More specifically, in quantum mechanics, any observable quantity corresponds to an eigenstate of a Hermitian linear operator. The linear combination of two or more eigenstates results in quantum superposition of two or more values of the quantity. If the quantity is measured, the projection postulate states that the state will be randomly collapsed onto one of the values in the superposition (with a probability proportional to the square of the amplitude of that eigenstate in the linear combination).
The question naturally arose as to why "real" (macroscopic, Newtonian) objects and events do not seem to display quantum mechanical features such as superposition. In 1935, Erwin Schrödinger devised a well-known thought experiment, now known as Schrödinger's cat, which highlighted the dissonance between quantum mechanics and Newtonian physics.
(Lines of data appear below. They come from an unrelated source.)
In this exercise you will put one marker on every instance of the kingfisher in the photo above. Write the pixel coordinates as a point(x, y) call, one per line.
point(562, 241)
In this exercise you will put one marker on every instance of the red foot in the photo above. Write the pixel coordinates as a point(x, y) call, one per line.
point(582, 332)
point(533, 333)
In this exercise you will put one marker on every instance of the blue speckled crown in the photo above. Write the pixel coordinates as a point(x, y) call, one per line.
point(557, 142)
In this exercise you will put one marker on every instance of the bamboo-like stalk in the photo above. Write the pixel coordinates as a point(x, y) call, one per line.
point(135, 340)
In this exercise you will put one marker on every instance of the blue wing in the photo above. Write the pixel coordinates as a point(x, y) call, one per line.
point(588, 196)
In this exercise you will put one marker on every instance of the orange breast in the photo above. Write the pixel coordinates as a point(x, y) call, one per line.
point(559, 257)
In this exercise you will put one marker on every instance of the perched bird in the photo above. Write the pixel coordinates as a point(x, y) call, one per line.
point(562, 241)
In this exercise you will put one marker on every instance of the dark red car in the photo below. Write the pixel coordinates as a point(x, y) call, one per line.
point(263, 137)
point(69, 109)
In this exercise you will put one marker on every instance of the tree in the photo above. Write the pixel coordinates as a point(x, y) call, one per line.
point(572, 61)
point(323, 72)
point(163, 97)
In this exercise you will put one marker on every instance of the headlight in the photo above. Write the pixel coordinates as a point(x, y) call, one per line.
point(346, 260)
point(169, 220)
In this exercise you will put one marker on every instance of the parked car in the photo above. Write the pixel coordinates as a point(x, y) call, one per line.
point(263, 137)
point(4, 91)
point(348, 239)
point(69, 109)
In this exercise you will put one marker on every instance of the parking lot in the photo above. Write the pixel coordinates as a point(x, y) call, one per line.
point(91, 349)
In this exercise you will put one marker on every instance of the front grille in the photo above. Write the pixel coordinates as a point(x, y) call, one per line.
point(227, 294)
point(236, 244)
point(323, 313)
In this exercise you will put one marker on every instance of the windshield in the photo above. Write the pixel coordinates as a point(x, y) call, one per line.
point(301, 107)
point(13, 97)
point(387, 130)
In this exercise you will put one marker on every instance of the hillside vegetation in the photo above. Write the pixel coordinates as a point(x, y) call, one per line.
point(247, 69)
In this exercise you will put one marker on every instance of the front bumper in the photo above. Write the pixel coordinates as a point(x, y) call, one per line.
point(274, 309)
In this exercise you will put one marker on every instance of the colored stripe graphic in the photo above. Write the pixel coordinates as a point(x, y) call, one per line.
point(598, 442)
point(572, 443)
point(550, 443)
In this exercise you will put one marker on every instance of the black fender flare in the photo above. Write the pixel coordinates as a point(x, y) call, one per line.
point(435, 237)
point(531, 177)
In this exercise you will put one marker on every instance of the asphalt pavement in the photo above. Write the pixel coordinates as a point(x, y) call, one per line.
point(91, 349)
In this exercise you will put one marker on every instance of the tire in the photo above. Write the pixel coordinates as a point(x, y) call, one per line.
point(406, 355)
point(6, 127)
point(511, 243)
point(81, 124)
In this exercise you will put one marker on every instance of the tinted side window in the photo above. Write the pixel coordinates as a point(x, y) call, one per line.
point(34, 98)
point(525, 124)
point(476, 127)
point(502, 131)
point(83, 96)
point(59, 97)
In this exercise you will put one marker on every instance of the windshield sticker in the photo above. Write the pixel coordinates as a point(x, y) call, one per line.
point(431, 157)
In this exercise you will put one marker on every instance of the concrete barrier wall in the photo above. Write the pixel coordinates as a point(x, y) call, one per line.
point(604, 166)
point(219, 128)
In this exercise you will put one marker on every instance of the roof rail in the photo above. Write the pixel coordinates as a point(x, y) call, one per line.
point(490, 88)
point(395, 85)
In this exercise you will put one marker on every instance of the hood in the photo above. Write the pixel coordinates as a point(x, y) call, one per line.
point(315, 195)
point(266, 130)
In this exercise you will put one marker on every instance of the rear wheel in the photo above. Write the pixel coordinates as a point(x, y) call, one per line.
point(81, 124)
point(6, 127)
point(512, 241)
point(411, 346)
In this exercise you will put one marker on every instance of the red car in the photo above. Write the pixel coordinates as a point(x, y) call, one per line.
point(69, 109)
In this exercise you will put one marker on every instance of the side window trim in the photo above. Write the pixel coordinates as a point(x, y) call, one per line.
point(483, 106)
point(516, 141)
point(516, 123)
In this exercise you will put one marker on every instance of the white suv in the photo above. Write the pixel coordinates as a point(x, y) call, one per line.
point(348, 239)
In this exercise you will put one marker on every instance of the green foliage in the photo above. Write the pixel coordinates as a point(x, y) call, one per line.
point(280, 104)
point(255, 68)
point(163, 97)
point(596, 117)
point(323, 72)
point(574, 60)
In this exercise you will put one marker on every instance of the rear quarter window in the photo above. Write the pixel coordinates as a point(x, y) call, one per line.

In fact, quantum superposition does result in many directly observable effects, such as interference peaks from an electron wave in a double-slit experiment.
If two observables correspond to noncommutative operators, they obey an uncertainty principle and a distinct state of one observable corresponds to a superposition of many states for the other observable.
- Anonymous5 years ago
The universe is ruled with the aid of 2 contraptions of rules that don't agree. Quantum Mechanics works for issues the size of an atom and smaller. we don't adventure the universe at this scale, so QM looks counter-intutive. for this reason it would not seem to make experience. At this scale, each thing is debris of rely or capability. on the QM point the universe is chaotic and probabilistic. we can't understand each thing for particular. we are in a position to basically assign a probability to an remark or experience. some observations are at the same time unique, if all of us understand one ingredient we don't understand the different. (the situation and momentum of a sub-atomic particle as an occasion). information has an capability fee, we can't make an remark without including capability to the ingredient spoke of. for that reason, making an remark variations the ingredient spoke of. the best analogy I genuinely have is that is style of a shoplifter that on the right 2d they start to shoplift they understand they're being watched. That information reasons them to alter their habit. as long as they're watched they don't shoplift. as quickly as you stop observing, they do. you already know they shoplifted, yet you could never see them do it.